Can attention_mask hold float values in [0,1] in T5? How these masks act in Attention blocks?

Hello Everybody,

I was wondering whether attention_mask input for T5 could be used as a float in [0,1] instead of an integer as in the documentation

attention_mask (torch.FloatTensor of shape (batch_size, sequence_length), optional) — Mask to avoid performing attention on padding token indices.

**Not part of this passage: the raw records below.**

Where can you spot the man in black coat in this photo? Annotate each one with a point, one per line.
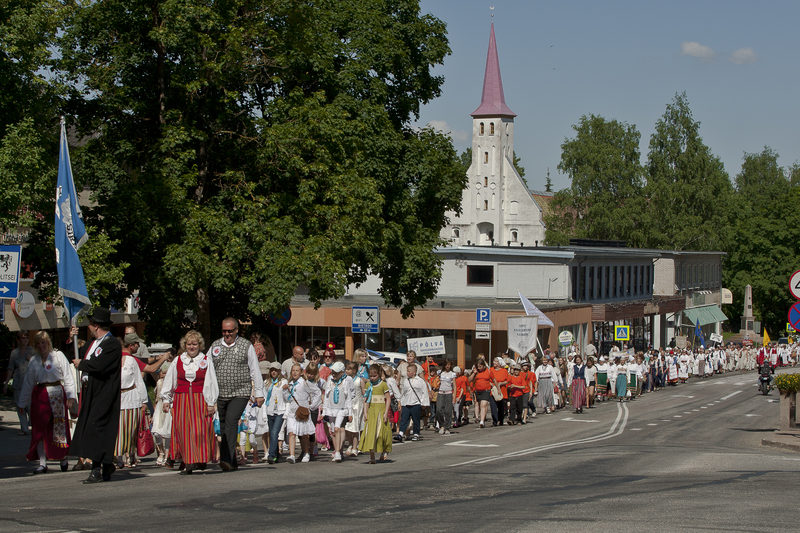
(98, 421)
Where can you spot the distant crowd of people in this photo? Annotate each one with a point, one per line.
(227, 402)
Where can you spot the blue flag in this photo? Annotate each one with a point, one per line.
(70, 235)
(699, 333)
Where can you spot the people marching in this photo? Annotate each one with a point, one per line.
(216, 406)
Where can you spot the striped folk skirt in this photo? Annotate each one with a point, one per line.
(602, 383)
(632, 384)
(128, 431)
(193, 439)
(578, 393)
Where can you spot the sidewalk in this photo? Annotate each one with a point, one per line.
(13, 447)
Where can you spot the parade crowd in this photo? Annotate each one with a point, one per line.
(228, 404)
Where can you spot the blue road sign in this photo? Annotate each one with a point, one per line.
(366, 320)
(10, 261)
(794, 315)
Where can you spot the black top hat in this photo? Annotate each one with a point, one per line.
(101, 315)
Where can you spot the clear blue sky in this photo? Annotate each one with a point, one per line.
(738, 63)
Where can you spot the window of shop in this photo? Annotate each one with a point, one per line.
(480, 275)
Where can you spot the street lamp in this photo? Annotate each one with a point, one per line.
(548, 287)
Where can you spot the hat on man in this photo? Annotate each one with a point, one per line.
(131, 338)
(101, 315)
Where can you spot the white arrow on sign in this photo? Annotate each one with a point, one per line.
(464, 443)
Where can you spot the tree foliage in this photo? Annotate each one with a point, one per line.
(605, 198)
(762, 251)
(244, 149)
(687, 188)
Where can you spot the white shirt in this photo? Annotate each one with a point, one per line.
(210, 386)
(55, 368)
(131, 376)
(414, 392)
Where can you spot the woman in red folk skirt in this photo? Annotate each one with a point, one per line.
(190, 389)
(49, 390)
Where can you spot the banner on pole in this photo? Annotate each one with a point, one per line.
(522, 333)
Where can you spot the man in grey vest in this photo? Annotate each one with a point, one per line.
(236, 366)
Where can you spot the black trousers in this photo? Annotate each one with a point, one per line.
(230, 411)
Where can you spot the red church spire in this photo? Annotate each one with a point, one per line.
(493, 102)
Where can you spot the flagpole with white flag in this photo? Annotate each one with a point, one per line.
(70, 235)
(532, 310)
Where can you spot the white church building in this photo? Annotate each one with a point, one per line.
(496, 207)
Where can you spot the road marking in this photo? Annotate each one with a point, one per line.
(464, 443)
(616, 429)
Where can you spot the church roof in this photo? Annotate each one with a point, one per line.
(493, 102)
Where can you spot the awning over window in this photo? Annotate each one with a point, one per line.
(706, 314)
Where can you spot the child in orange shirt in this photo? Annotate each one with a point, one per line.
(516, 390)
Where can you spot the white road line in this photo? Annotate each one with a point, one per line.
(616, 429)
(464, 443)
(731, 395)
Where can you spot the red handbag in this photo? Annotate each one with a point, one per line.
(144, 444)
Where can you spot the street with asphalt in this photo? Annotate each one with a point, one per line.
(698, 456)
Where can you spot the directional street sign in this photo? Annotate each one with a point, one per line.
(794, 315)
(622, 333)
(366, 320)
(10, 261)
(794, 285)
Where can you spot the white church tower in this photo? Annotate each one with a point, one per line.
(496, 207)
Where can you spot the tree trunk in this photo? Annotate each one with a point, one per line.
(204, 313)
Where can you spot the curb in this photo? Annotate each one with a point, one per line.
(771, 443)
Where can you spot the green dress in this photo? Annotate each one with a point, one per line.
(377, 434)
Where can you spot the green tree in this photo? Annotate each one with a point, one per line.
(687, 186)
(604, 200)
(249, 148)
(763, 246)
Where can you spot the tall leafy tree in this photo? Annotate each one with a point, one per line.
(245, 149)
(763, 240)
(687, 187)
(604, 200)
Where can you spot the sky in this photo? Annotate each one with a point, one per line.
(736, 61)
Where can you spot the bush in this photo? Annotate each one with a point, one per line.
(787, 382)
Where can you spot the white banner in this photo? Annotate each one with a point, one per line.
(425, 346)
(522, 332)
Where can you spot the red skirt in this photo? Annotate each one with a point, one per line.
(49, 424)
(578, 393)
(193, 439)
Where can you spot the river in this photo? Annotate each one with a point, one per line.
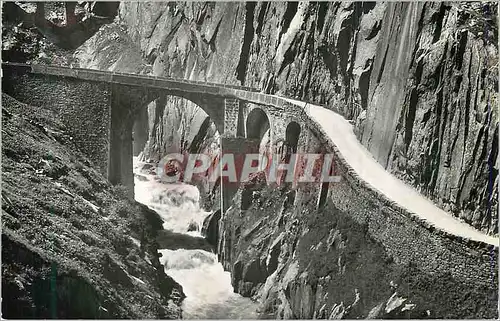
(208, 289)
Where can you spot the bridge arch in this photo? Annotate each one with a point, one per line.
(257, 124)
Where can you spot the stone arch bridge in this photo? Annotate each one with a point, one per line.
(100, 108)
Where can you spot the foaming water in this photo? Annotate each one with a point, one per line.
(209, 294)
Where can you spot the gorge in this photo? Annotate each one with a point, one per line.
(403, 94)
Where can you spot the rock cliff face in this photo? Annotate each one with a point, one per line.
(418, 79)
(321, 263)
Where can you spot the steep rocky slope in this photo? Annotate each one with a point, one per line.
(303, 262)
(419, 79)
(73, 246)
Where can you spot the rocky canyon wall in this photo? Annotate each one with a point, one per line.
(418, 79)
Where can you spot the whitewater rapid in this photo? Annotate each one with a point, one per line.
(208, 289)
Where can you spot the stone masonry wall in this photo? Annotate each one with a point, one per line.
(84, 106)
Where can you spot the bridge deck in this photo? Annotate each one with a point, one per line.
(366, 166)
(336, 127)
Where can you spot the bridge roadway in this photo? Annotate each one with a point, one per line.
(337, 129)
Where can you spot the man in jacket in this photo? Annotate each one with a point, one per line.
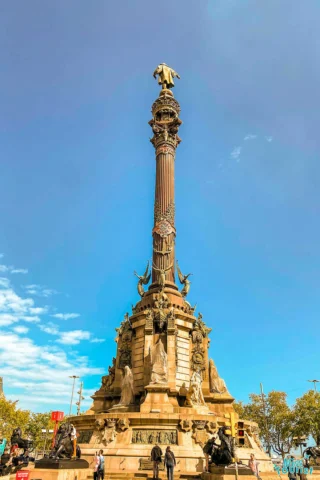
(156, 454)
(169, 462)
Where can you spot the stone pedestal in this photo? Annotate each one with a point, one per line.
(157, 400)
(57, 474)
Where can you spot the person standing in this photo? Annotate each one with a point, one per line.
(73, 436)
(254, 465)
(101, 466)
(156, 454)
(169, 462)
(96, 463)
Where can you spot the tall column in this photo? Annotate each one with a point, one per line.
(165, 125)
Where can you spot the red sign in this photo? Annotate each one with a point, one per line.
(22, 475)
(57, 416)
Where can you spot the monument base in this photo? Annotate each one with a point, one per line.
(57, 474)
(228, 473)
(61, 463)
(157, 400)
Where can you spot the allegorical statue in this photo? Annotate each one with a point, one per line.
(184, 281)
(195, 396)
(107, 380)
(143, 280)
(166, 76)
(217, 384)
(159, 363)
(127, 390)
(162, 275)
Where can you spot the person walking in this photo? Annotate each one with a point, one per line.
(254, 465)
(169, 462)
(100, 475)
(96, 463)
(156, 458)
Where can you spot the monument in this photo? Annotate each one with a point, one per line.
(161, 386)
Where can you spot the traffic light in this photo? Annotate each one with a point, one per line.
(241, 433)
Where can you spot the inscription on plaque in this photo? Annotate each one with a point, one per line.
(162, 437)
(84, 436)
(146, 464)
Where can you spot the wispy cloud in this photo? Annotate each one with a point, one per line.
(50, 328)
(74, 337)
(41, 379)
(39, 290)
(65, 316)
(250, 136)
(19, 270)
(235, 154)
(11, 269)
(20, 329)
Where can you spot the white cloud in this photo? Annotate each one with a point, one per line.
(4, 282)
(39, 290)
(65, 316)
(38, 310)
(43, 376)
(20, 329)
(249, 137)
(11, 269)
(73, 337)
(236, 153)
(50, 328)
(38, 370)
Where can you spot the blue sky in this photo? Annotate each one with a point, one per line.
(77, 184)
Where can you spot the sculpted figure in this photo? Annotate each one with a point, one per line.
(162, 275)
(107, 380)
(184, 281)
(127, 391)
(195, 396)
(217, 384)
(166, 75)
(143, 280)
(159, 361)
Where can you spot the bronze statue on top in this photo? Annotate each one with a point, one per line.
(166, 76)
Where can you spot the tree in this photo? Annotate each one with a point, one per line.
(275, 419)
(37, 422)
(30, 423)
(11, 417)
(307, 411)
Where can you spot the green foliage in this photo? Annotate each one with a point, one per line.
(30, 423)
(11, 417)
(307, 412)
(276, 420)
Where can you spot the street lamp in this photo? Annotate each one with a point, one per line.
(314, 383)
(45, 431)
(74, 379)
(80, 399)
(299, 442)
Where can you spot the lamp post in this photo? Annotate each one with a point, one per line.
(74, 380)
(314, 384)
(45, 431)
(78, 403)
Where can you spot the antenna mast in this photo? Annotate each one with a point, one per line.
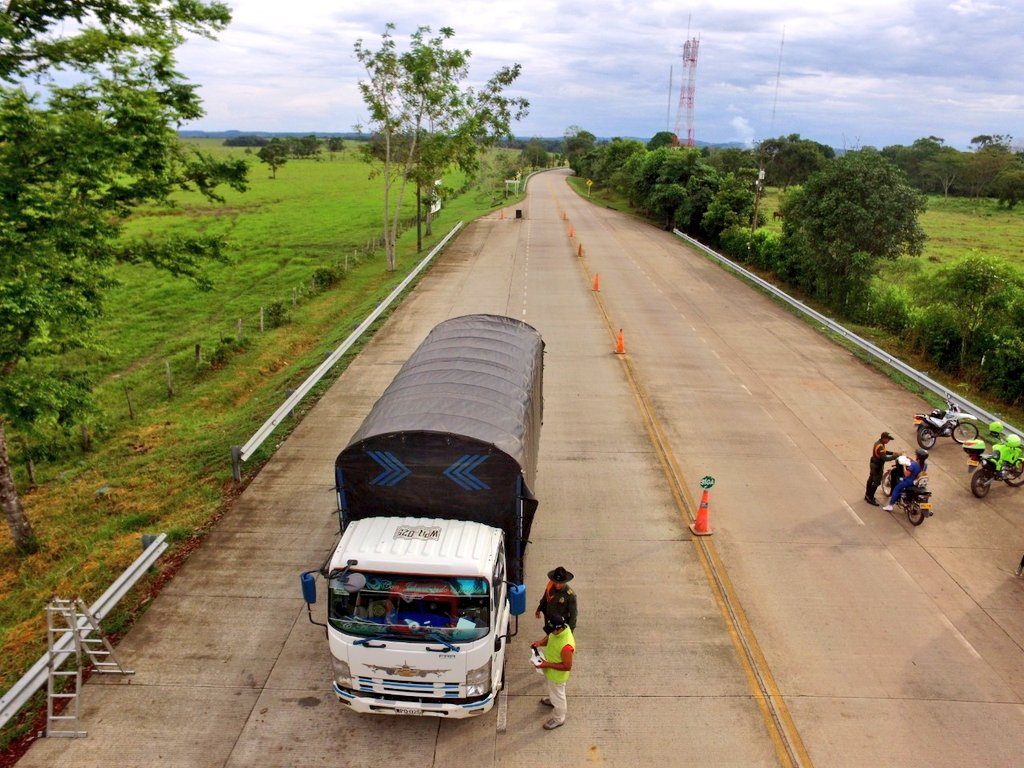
(688, 88)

Mask values selected in [0, 1]:
1 for tokens that are not masked,
0 for tokens that are masked. 

Would you think passing something like (I write tokens for clarity, but they would be tokens_ids)

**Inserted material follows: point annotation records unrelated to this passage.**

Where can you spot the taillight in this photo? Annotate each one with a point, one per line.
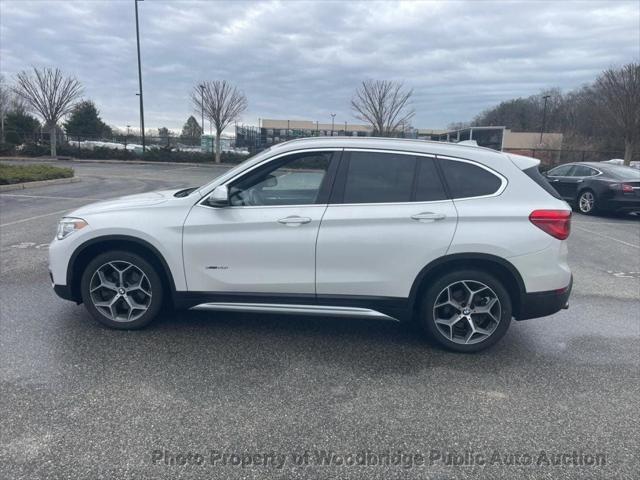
(623, 187)
(556, 223)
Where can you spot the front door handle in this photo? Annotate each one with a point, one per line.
(428, 216)
(294, 220)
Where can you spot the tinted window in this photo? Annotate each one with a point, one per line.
(582, 171)
(295, 180)
(468, 180)
(560, 171)
(379, 178)
(534, 174)
(428, 184)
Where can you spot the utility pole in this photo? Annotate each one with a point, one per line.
(544, 116)
(140, 79)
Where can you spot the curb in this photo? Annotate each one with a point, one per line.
(132, 162)
(38, 183)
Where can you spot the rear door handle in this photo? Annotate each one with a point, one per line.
(294, 220)
(428, 216)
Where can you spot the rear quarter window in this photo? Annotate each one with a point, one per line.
(534, 174)
(468, 180)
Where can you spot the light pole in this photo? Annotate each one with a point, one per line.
(544, 116)
(202, 108)
(140, 78)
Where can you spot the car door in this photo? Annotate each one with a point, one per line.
(388, 217)
(560, 179)
(264, 241)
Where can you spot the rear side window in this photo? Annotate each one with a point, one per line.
(534, 174)
(429, 187)
(468, 180)
(379, 178)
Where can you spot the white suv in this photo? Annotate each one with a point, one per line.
(459, 238)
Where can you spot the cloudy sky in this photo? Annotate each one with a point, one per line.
(303, 60)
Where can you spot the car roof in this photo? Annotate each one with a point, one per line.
(401, 144)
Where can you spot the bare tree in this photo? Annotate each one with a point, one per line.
(5, 100)
(384, 104)
(50, 94)
(221, 102)
(618, 95)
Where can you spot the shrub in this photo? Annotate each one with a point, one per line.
(10, 174)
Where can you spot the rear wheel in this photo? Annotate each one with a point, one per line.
(466, 310)
(121, 290)
(587, 202)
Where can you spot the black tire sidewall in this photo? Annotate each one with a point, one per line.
(142, 264)
(595, 202)
(429, 298)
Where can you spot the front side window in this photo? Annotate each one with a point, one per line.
(294, 180)
(374, 177)
(468, 180)
(583, 171)
(561, 171)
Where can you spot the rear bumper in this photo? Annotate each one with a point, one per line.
(541, 304)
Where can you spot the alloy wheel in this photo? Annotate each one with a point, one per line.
(120, 291)
(586, 202)
(467, 312)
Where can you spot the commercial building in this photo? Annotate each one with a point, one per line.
(272, 131)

tokens               = ['hello','how','are','you','pad','pad']
attention_mask       = [0.5,    0.9,  0.2, 1,     0,      0] 

to attribute a particular emphasis on several tokens respect to the others (still keeping components 0 for Pad tokens) ?
Clearly the model requires a finetuning, but I wonder if this different usage of attention_mask could harm it in some way…

As far as I see from transformers/modeling_t5.py at main · huggingface/transformers · GitHub
It is not really clear to me how the attention_masks act in the attention blocks (see here for instance transformers/modeling_t5.py at 8f46ac98498dd47701971064617e00d7e723a98e · huggingface/transformers · GitHub).
I was expecting some kind of “hard” attention, but as far as I see it’s a “soft” implementation shifting the position_bias. How this translates into the removal of ‘pad’ token contribution from the attention (is a shift of “1” as in the original attention_mask, enough to ensure a reasonable suppression of pads) ?

Any answer is very welcomed! Thank you!

1 Like